MARA sold 15,133 BTC for $1.1B to cut debt by 30%. The move cost them the #2 Bitcoin treasury spot. See what changed and who took over.
Bitcoin miner MARA Holdings has made a bold financial move. The company sold 15,133 BTC between March 4 and March 25, 2026.
The sale raised roughly $1.1 billion at an average price of about $72,689 per coin.
MARA used that cash to buy back over $1 billion in convertible notes. The transaction reshaped both its balance sheet and its standing on the Bitcoin treasury leaderboard.
Read also: MARA Acquires Exaion Stake as Bitcoin Miner Expands Into AI Infrastructure
MARA Cuts Debt by 30% Through Bitcoin Sales
According to a company press release, MARA repurchased approximately $367.5 million of its 2030 convertible notes and $633.4 million of its 2031 notes.
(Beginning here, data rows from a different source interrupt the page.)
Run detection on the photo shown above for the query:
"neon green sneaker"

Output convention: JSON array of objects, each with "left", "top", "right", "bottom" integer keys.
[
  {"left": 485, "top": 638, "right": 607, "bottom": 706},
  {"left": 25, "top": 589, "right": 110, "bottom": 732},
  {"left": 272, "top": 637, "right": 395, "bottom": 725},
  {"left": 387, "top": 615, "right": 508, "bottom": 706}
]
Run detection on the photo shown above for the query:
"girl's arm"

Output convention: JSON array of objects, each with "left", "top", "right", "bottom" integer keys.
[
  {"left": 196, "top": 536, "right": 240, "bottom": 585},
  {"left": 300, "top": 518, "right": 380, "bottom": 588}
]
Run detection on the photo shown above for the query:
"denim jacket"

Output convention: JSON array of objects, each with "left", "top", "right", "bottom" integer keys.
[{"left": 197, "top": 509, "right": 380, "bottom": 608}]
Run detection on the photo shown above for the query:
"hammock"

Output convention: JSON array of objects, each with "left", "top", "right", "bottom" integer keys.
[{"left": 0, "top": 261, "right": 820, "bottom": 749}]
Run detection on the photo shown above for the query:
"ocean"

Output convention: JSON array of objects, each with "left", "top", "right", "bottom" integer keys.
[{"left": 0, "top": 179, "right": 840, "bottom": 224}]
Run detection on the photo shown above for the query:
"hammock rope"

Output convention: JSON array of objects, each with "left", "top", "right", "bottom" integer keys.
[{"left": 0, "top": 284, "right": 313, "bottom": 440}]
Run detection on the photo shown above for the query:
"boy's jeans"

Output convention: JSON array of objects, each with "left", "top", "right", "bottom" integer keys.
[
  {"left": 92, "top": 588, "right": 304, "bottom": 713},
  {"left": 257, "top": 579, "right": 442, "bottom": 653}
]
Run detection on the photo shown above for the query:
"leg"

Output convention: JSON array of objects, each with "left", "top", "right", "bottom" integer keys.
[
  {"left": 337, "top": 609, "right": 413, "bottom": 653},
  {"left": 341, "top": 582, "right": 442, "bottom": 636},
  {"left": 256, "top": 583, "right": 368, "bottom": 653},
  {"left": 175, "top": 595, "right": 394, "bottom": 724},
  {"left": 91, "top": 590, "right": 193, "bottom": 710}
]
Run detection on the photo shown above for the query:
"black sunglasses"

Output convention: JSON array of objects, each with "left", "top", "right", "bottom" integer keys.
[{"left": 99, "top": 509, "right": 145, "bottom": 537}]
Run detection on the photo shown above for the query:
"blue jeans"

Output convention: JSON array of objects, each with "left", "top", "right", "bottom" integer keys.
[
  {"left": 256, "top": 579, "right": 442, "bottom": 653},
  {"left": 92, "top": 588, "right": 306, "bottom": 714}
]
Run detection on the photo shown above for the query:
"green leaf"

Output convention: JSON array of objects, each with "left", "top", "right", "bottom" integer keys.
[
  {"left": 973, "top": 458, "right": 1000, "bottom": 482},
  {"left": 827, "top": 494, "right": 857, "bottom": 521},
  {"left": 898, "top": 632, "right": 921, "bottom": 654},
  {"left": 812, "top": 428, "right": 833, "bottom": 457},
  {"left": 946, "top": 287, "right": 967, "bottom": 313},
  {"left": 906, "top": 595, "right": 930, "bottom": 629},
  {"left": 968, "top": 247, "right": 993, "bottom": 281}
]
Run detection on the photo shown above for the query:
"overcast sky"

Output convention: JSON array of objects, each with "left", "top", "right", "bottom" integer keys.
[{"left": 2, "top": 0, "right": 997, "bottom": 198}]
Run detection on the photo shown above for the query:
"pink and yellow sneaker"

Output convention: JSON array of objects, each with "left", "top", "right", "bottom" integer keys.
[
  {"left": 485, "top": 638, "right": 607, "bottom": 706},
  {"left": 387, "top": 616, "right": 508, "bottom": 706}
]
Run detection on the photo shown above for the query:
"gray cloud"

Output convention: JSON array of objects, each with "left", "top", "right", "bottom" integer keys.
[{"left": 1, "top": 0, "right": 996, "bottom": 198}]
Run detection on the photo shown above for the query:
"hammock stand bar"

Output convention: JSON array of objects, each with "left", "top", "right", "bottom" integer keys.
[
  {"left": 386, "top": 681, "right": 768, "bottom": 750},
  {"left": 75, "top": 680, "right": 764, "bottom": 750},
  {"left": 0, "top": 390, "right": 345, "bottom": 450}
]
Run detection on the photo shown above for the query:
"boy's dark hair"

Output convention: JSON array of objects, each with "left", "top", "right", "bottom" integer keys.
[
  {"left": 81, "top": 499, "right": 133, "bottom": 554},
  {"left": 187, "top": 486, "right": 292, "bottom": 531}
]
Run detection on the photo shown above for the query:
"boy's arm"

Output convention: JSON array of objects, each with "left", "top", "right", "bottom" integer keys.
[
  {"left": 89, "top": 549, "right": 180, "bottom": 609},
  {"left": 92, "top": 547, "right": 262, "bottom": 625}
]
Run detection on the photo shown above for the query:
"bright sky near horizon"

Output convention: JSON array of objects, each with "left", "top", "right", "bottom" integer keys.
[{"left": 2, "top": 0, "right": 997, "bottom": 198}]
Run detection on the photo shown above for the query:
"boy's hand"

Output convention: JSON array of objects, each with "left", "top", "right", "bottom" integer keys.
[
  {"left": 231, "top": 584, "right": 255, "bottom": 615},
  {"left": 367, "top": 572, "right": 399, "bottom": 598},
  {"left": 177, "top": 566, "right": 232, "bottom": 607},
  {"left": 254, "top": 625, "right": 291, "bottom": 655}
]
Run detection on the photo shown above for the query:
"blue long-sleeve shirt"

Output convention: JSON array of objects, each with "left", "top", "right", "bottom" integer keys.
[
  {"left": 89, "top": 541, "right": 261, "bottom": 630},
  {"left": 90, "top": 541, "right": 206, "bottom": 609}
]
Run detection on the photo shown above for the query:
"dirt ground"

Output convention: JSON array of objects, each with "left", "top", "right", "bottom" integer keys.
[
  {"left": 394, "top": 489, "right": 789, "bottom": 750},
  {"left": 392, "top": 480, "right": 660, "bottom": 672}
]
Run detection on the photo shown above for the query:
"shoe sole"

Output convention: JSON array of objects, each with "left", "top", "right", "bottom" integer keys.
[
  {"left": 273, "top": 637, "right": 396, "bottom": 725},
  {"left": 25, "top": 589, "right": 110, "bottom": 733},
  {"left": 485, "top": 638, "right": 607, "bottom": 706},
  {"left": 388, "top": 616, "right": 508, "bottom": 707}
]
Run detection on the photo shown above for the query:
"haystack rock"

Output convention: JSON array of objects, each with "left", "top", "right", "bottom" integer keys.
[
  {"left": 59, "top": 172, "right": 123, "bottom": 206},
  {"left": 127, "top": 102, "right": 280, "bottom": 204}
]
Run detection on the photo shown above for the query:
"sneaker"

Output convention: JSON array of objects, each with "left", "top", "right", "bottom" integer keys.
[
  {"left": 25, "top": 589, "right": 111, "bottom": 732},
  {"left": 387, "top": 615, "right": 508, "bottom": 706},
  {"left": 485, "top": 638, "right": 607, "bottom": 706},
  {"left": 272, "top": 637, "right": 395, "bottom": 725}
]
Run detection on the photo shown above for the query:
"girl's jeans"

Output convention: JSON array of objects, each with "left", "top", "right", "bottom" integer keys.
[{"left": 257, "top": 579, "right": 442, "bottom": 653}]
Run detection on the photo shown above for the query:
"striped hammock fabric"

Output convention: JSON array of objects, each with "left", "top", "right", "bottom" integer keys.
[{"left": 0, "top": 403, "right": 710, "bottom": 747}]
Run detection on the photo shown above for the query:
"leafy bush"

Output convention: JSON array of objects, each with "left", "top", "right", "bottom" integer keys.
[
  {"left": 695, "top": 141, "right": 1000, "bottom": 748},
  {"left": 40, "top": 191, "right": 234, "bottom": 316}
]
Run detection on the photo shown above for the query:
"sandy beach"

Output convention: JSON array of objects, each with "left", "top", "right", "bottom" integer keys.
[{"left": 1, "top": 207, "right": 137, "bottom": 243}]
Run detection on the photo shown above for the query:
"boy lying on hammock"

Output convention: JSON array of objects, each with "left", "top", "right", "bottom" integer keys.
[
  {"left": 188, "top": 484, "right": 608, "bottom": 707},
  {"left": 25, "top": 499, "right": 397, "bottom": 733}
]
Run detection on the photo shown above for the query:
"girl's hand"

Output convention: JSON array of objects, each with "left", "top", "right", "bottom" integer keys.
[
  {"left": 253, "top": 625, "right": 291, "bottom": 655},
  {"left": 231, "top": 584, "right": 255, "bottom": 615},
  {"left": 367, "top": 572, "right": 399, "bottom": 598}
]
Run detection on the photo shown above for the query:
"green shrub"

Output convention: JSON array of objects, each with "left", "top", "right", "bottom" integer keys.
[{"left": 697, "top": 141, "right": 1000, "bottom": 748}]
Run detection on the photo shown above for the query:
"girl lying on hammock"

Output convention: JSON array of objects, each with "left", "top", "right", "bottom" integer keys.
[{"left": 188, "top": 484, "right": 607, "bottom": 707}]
Both buybacks closed at roughly a 9% discount to par value. That discount translated into about $88.1 million in cash savings before transaction costs.
The debt reduction was significant. MARA’s total outstanding convertible indebtedness dropped from roughly $3.3 billion to about $2.3 billion.
Today, MARA announced the repurchase of ~$1B in convertible notes at a ~9% discount to par value.
~30% convertible debt reduction. ~$88M in value captured. Zero future dilution exposure on the retired notes.
Funded through BTC sales, not the ATM.
— MARA (@MARA) March 26, 2026
Chairman and CEO Fred Thiel said the move was designed to strengthen the balance sheet and expand the company’s reach into digital energy and AI infrastructure.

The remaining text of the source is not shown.